In our study, 24% of people with newly diagnosed DM remained current smokers; this percentage is similar to that reported in US representative samples23. Smoking cessation remains a major treatment target for people with diabetes despite the concern about smoking cessation in people with diabetes because of the resultant weight gain and deterioration in glycemic control6,24. Quitting smoking may increase the risk of new-onset type 2 DM, even if this risk tends to decrease progressively over the long term6. Smoking cessation contributes to an increased risk of new-onset type 2 DM in the first and second years after quitting smoking (relative risk = 1.83 and 2.02, respectively), although the risk declines rapidly thereafter24. In our study, cessation of smoking after the diagnosis of type 2 DM had beneficial effects on the risks of CVD and mortality.

A meta-analysis reported that the risk of macrovascular complications is higher for people with diabetes who smoke than for those who do not5. In the subgroup analysis in our study, a higher HR for all-cause mortality was observed in women who quit smoking compared with those who currently smoked (Table 4). The “sick-quitter” phenomenon may contribute to this association between smoking cessation and mortality, but this remains controversial. To lessen the chance of reverse causality, we repeated the analysis after excluding participants with a history of cancer at the baseline and after excluding those whose end points occurred within 1 year. The results of these analyses showed that the HR for all-cause mortality was lower in people who quit smoking than in those who continued to smoke. Despite the possible bias because of the sick-quitter phenomenon, we have shown that smoking cessation can reduce the risk of mortality in patients with newly diagnosed type 2 DM. However, after smoking cessation, the risk of CVD did not decrease to the same level as that in nonsmokers.

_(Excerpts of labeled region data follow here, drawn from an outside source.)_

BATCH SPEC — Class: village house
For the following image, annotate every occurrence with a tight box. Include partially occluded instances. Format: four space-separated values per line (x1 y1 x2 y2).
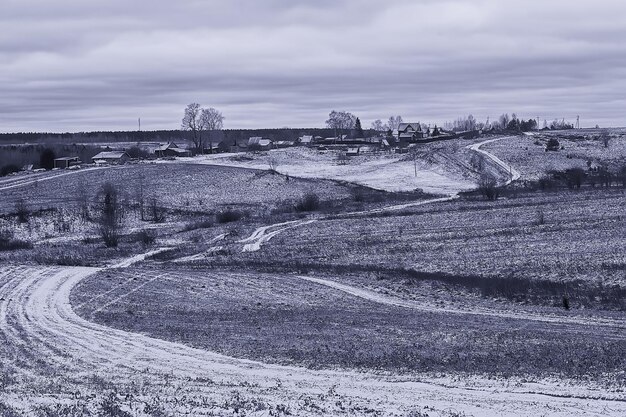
396 123 425 143
248 136 272 151
154 142 191 158
91 151 130 165
298 135 313 146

The HRs for CVD or all-cause mortality in continuous smokers were larger in the younger age groups. We observed a significant interaction between the risk of all-cause mortality and age, which might be explained by the greater benefits of smoking cessation in younger people. We also observed no reduction in the risks of CVD and mortality in people who started exercise but continued to smoke, which suggests that both smoking cessation and initiation of exercise are needed to reduce CVD and mortality after the diagnosis of type 2 DM. Recent research has suggested that smoking cessation, but not reduction, is associated with reduced CVD risk25.

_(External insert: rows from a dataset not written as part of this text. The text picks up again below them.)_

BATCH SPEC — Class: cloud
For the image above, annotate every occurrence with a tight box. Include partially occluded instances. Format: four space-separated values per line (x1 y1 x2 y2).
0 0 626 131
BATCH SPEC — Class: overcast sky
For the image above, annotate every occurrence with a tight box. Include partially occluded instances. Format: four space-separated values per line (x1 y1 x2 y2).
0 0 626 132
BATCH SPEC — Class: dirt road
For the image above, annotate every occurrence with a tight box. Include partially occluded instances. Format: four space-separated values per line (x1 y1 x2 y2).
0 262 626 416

The current study has several strengths. The most important is that these data were based on a nationwide population study covering nearly 100% of all Koreans with type 2 DM. This was a large-scale epidemiologic study that included 180,000 people to investigate an issue that cannot be examined in RCTs. Second, the study included people who were newly diagnosed with type 2 DM. Lifestyle modification during the initial period after the diagnosis of type 2 DM is critical for improving glycemic control and risk factors. In the initial period after the DM diagnosis, people may be more amenable to adopting a healthy lifestyle.

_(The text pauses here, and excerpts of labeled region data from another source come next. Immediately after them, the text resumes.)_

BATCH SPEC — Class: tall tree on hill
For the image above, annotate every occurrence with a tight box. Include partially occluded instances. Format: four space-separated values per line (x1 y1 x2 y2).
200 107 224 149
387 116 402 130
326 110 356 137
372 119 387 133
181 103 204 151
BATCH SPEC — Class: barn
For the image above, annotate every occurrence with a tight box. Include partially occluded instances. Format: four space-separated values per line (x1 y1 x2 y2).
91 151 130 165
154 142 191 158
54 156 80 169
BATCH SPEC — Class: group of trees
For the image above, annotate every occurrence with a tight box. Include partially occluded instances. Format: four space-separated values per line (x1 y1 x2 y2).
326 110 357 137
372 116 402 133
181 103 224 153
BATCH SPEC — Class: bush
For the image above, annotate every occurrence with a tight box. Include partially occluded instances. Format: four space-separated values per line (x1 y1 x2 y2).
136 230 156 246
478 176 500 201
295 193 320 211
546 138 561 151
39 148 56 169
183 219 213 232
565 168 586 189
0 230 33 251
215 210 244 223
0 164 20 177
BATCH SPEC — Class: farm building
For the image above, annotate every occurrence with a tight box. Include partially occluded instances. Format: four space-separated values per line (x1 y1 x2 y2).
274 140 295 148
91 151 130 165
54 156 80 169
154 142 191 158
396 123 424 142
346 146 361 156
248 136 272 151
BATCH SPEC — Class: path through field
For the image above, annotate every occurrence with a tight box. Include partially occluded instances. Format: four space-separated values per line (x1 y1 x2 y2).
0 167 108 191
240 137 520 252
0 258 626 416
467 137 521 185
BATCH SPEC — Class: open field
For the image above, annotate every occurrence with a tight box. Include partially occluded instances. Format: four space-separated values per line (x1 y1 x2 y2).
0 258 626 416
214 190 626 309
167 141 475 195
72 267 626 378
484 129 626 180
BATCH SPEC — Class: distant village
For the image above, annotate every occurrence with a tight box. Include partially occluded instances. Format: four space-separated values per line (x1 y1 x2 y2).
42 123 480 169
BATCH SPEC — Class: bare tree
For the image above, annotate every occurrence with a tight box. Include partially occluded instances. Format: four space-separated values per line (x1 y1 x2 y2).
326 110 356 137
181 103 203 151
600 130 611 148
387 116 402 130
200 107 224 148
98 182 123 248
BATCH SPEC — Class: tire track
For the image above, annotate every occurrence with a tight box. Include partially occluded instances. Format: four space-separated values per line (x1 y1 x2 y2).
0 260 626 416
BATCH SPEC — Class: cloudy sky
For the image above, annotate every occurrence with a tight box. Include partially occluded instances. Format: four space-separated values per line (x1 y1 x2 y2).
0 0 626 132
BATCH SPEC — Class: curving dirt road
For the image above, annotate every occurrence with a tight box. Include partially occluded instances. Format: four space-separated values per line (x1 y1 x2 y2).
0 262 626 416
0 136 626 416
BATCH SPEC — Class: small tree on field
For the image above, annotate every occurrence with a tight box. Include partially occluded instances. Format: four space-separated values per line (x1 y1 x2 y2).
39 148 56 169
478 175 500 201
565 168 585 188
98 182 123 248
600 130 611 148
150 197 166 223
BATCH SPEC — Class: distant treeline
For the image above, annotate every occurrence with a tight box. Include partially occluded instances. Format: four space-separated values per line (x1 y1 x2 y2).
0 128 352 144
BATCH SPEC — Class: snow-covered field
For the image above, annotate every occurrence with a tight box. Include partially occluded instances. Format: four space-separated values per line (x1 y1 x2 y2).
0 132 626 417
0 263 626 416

This study also has limitations. First, this was an observational study and therefore, the associations between changes in smoking and exercise habits and end points may not be causal. Second, participants who continued to smoke and remained inactive even after the DM diagnosis may have had less interest in improving their health, which may have led to poor diabetes control or other unhealthy behaviors, and may explain their increased risk. Third, we cannot discount the possible effects of unmeasured confounding variables. Finally, we could not adjust for changes in smoking and exercise habits during follow-up, because we could not obtain time-varying confounders in our dataset. These changes in study participants during follow-up period should be considered in future studies.

In conclusion, initiation and maintenance of exercise after a diagnosis of DM were associated with a significantly lower risk of MI, stroke, and all-cause mortality. Smoking cessation and maintenance of nonsmoking after the DM diagnosis were also associated with significantly lower risk of MI, stroke, and all-cause mortality. Smoking cessation and initiation of exercise after the DM diagnosis was associated with a 46% reduced risk of CVD.